The year-end deadline is critical for New Jersey Sen. Cory Booker as he reaches for relevance. The last of two African American candidates (along with former Massachusetts Gov. Deval Patrick), Booker made a do-or-die money appeal in September, and it worked. But it’ll take more than scraping by to fund the turnaround he envisions: a surprise finish in overwhelmingly white Iowa to kick-start a dramatic rise in more diverse primary states that follow (Barack Obama’s 2008 path). Campaigns that hit big fundraising numbers tend to leak that news before Federal Election Commission filings are due. Candidates with bad news tend to wait. So, it bears watching how Booker’s team plays it to start January.
Is Amy Klobuchar being overlooked in Iowa?
Those previously mentioned Iowa and New Hampshire jumbles omit Amy Klobuchar. But the Minnesota senator is plugging away in both states. She just hit her 99th Iowa county (that’s all of them), demonstrating her effort to use complex caucus rules that can reward candidates with a wide geographic footprint. Notably, Klobuchar’s strategy tracks Biden. Both aim for a more consistent appeal across 1,679 precincts than Warren, Sanders and Buttigieg muster on Feb. 3. The question becomes how many precincts give both Biden and Klobuchar the minimum 15% support required to count toward delegates. Anyone who doesn’t hit that viability mark drops from subsequent ballots, their backers going up for grabs. Biden’s Iowa hopes depend in part on picking up moderates on realignment votes (read: Klobuchar and Buttigieg supporters). If Klobuchar is as strong as she hopes to be, she could turn that strategy around on Biden, driving him below viability and attracting his supporters on later ballots. Biden returns to Iowa this week for another bus tour, though not as lengthy as his eight-day jaunt after Thanksgiving.
Is Sanders a true contender this time?
Sanders lost the 2016 nomination because of Hillary Clinton’s advantage among non-white Democrats.

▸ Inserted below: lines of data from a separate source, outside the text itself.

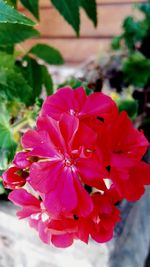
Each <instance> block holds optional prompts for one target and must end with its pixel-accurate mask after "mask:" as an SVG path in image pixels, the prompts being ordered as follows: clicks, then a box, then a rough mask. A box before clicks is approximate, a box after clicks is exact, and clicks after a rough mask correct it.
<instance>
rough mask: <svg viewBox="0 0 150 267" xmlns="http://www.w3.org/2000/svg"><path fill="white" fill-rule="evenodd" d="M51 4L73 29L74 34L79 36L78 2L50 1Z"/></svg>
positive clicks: (78, 4) (61, 0)
mask: <svg viewBox="0 0 150 267" xmlns="http://www.w3.org/2000/svg"><path fill="white" fill-rule="evenodd" d="M51 2H52V4H53V5H54V6H55V8H56V9H57V10H58V11H59V13H60V14H61V15H62V16H63V17H64V18H65V20H66V21H67V22H68V23H69V24H70V25H71V26H72V27H73V29H74V30H75V32H76V34H77V35H79V32H80V15H79V2H78V0H77V1H76V0H59V1H58V0H51Z"/></svg>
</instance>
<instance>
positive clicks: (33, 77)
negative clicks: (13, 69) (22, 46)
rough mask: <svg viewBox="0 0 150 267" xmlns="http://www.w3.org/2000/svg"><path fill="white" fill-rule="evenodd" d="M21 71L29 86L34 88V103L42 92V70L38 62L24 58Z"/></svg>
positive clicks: (33, 96)
mask: <svg viewBox="0 0 150 267" xmlns="http://www.w3.org/2000/svg"><path fill="white" fill-rule="evenodd" d="M20 70H21V72H22V74H23V76H24V79H25V80H26V81H27V83H28V85H29V86H30V87H31V88H32V95H31V100H30V101H31V102H32V103H34V102H35V99H36V97H39V95H40V94H41V91H42V70H41V65H40V64H38V62H37V61H36V60H35V59H33V58H30V57H28V56H26V57H24V58H23V60H22V61H21V62H20Z"/></svg>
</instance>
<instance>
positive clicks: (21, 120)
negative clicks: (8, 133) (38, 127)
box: [12, 118, 28, 133]
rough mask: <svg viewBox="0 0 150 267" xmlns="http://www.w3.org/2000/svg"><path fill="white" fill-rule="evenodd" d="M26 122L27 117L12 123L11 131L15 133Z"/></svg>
mask: <svg viewBox="0 0 150 267" xmlns="http://www.w3.org/2000/svg"><path fill="white" fill-rule="evenodd" d="M27 123H28V119H27V118H24V119H22V120H20V121H17V122H16V123H14V124H13V125H12V131H13V132H14V133H15V132H18V131H19V130H21V129H22V128H23V127H24V126H25V125H26V124H27Z"/></svg>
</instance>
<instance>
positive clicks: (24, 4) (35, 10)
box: [20, 0, 39, 20]
mask: <svg viewBox="0 0 150 267" xmlns="http://www.w3.org/2000/svg"><path fill="white" fill-rule="evenodd" d="M20 2H21V3H22V4H23V5H24V7H26V8H27V9H28V10H29V11H30V12H31V13H32V14H33V15H34V16H35V18H37V19H38V20H39V0H20Z"/></svg>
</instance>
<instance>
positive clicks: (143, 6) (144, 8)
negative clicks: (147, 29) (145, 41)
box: [137, 2, 150, 19]
mask: <svg viewBox="0 0 150 267" xmlns="http://www.w3.org/2000/svg"><path fill="white" fill-rule="evenodd" d="M137 7H138V9H139V10H140V11H141V12H143V13H144V14H145V15H146V17H147V19H150V2H147V3H141V4H139V5H138V6H137Z"/></svg>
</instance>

Since then, Sanders has deepened his ties among Latinos, African Americans and other non-whites. Warren and Buttigieg are still chasing that success. Sanders’ advisers believe the senator is well-positioned to challenge Biden among non-whites if he’s able to build early momentum in New Hampshire and Iowa, where Sanders will spend New Year’s Eve. If they’re right, that would open avenues to delegates Sanders didn’t get in 2016.
Is Trump’s position improving?
The president has never been popular judged in a vacuum. In 2016, he won GOP primaries with pluralities and lost the general election popular vote. As president, he’s never reached majority job approval in Gallup’s polling. But he’s still hovering in the 40s, not far from where his immediate predecessors were 11 months before winning second terms. Impeachment proceedings haven’t affected Trump’s standing. Meanwhile, the same Democratic-run House that impeached him approved his new North America trade pact. Top-line economic numbers shine, even if the on-ground reality is uneven. And Trump could be on the cusp of a peace deal in Afghanistan after the Taliban ruling council on Sunday agreed to a temporary cease-fire. As frenetic as Trump’s messaging is, he proved in 2016 that he relishes framing binary choices for voters, and he’s more than convinced he has a case in 2020.
The final thought
Most voters are just tuning into a presidential race that’s raged for a year. They’ll find a Democratic contest featuring stark options on policy and personality, but lacking an undisputed favorite. Candidates are navigating primary politics: dancing along the progressive-liberal-moderate spectrum and carefully choosing when to go after each other. At the same time, Trump dominates the 2020 narrative, a fact demonstrated most recently as Biden spent two days talking about whether he’d testify in a Senate trial on Trump’s removal from office. It’s untidy enough for Trump’s reelection campaign to boast confidence and some Democrats to fret openly. History suggests, however, that all observers should respect the volatility. Indeed, incumbent presidents are difficult to beat. (Eight out of the last 11 who sought reelection won). But when they do lose, it’s nearly always to a challenger who emerged from the opposition party’s messy, even chaotic primary. Democrats’ chaos is just getting warmed up.